What will W4 Games bring to Godot?
Big commercial engines might be making moves, but don't count open-source alternative Godot out just yet, especially not now that supporting company W4 Games has been formed. In its official announcement post, W4 Games describes itself as a way to support Godot developers and enterprises with "a complementary suite of commercial products and services". These services are intended to help developers with things the engine isn't able to do itself; since it's an open-source product, there are certain features offered by commercial engines that are closed off to Godot developers.

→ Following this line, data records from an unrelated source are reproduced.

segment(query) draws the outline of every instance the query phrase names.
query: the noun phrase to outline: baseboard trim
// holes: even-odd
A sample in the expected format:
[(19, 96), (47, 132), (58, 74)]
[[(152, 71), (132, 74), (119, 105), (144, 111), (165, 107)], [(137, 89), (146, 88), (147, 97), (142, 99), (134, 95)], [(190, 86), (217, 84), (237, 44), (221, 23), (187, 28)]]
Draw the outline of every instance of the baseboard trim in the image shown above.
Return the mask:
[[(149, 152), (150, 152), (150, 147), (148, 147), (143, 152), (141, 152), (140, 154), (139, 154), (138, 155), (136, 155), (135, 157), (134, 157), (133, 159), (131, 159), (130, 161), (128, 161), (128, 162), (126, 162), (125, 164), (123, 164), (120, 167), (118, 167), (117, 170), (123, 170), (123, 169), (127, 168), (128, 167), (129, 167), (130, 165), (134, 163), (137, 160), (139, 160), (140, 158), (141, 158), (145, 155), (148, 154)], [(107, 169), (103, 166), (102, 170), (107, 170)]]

The W4 Games FAQ page explains a little more about how the company will work and how it's tied to Godot. Although it's the brainchild of Godot developers, the company does not own Godot and does not control its development. W4 is also at great pains to reassure users that the engine "is owned collectively by those who contribute code to it". W4 says it can offer a way to "satisfy commercial needs of the corporate game industry that are currently unaddressed" by Godot.

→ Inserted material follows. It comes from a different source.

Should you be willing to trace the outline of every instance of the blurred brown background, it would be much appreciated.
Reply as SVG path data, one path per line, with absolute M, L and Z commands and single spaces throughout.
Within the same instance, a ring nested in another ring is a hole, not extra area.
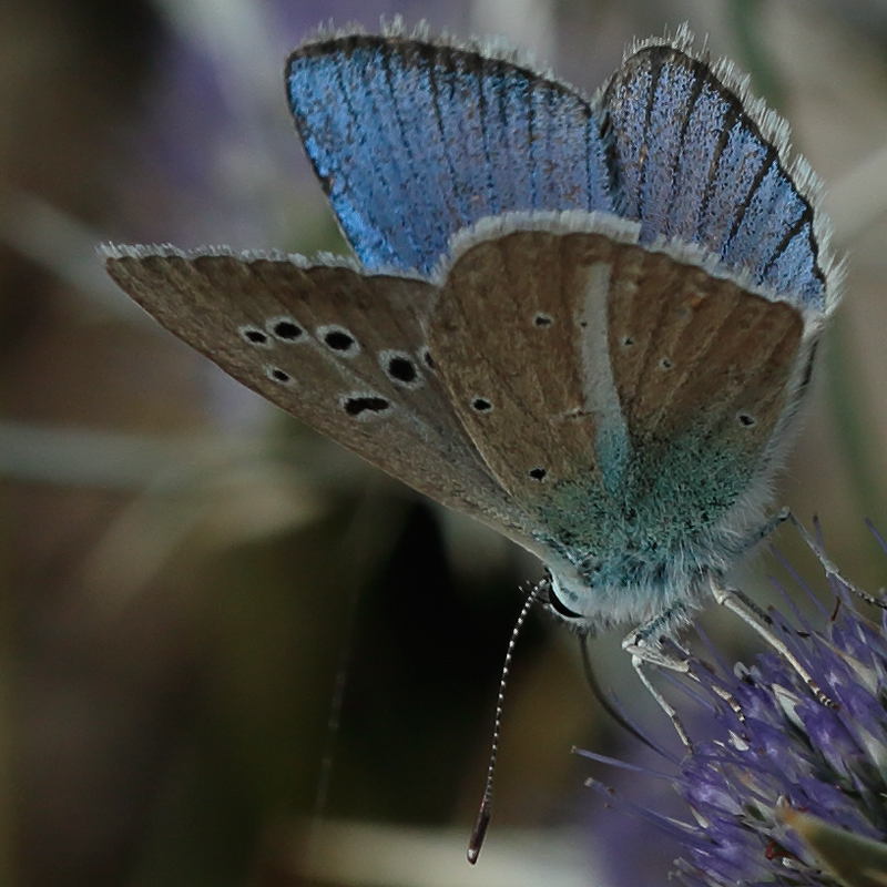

Perhaps the biggest example of this would be console porting. For legal reasons, it's difficult to port Godot games to consoles (as helpfully explained by this official FAQ page), but since W4 Games is a commercial enterprise without the same restrictions as an open-source piece of software, it doesn't run into this problem. That's why W4 can help devs port their Godot games to consoles. W4 says it's inspired by the Red Hat business model, which is all about creating commercial enterprises solely for the purpose of supporting open-source development. The company says it doesn't intend to "monopolize commercial services and products" behind Godot, nor does it have any intention of taking over funding or forcing the engine to follow the W4 commercial agenda. This will no doubt come as good news for anyone who feared Godot wouldn't stay open-source.

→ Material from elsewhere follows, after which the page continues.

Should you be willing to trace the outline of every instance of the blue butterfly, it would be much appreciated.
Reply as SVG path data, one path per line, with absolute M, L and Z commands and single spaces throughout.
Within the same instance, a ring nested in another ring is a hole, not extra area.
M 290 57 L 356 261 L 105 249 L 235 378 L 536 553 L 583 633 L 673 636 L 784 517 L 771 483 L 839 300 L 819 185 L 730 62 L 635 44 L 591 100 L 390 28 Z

For its first trick, W4 has announced that it's donating Direct3D 12 support to Godot. The company says this is part of keeping its word to donate "anything that can be legally open sourced", so this implementation of a rendering device for Direct3D 12 should help devs create games more effectively. Authored by Pedro Estébanez, the code brings extra support for Windows, the Microsoft GDK, and other platforms to Godot 4.0, as well as potentially laying the groundwork for the engine on Xbox. Since Godot is open-source, the contribution will need to be approved by consensus, so we'll have to wait and see whether that happens (although it's hard to see why it wouldn't).
What exactly is Godot?
If you've heard of engines like Unity, Unreal, or GameMaker, then you know roughly what Godot is. It's a game engine that, unlike those examples, is completely open-source, meaning anybody can use it without needing to pay a license fee. While some studios create their own engines, other developers might not have the inclination or resources to do so, nor might they have the money to pay for expensive engine licenses that can sometimes be needed. That's where projects like Godot come in.
Godot may not quite be hitting Unity levels of popularity yet, but it's becoming more and more commonplace among developers. The popular Game Maker's Toolkit game jam saw Godot usage rise by over 2% this year when compared to 2021, and some high-profile projects like Sonic Colors: Ultimate have used it, too. The creation of W4 Games could well lead more developers towards the engine, as it might make console porting and other important features seem more attainable. We'll see whether that shift becomes a reality or not as W4 settles into its operation and time goes by.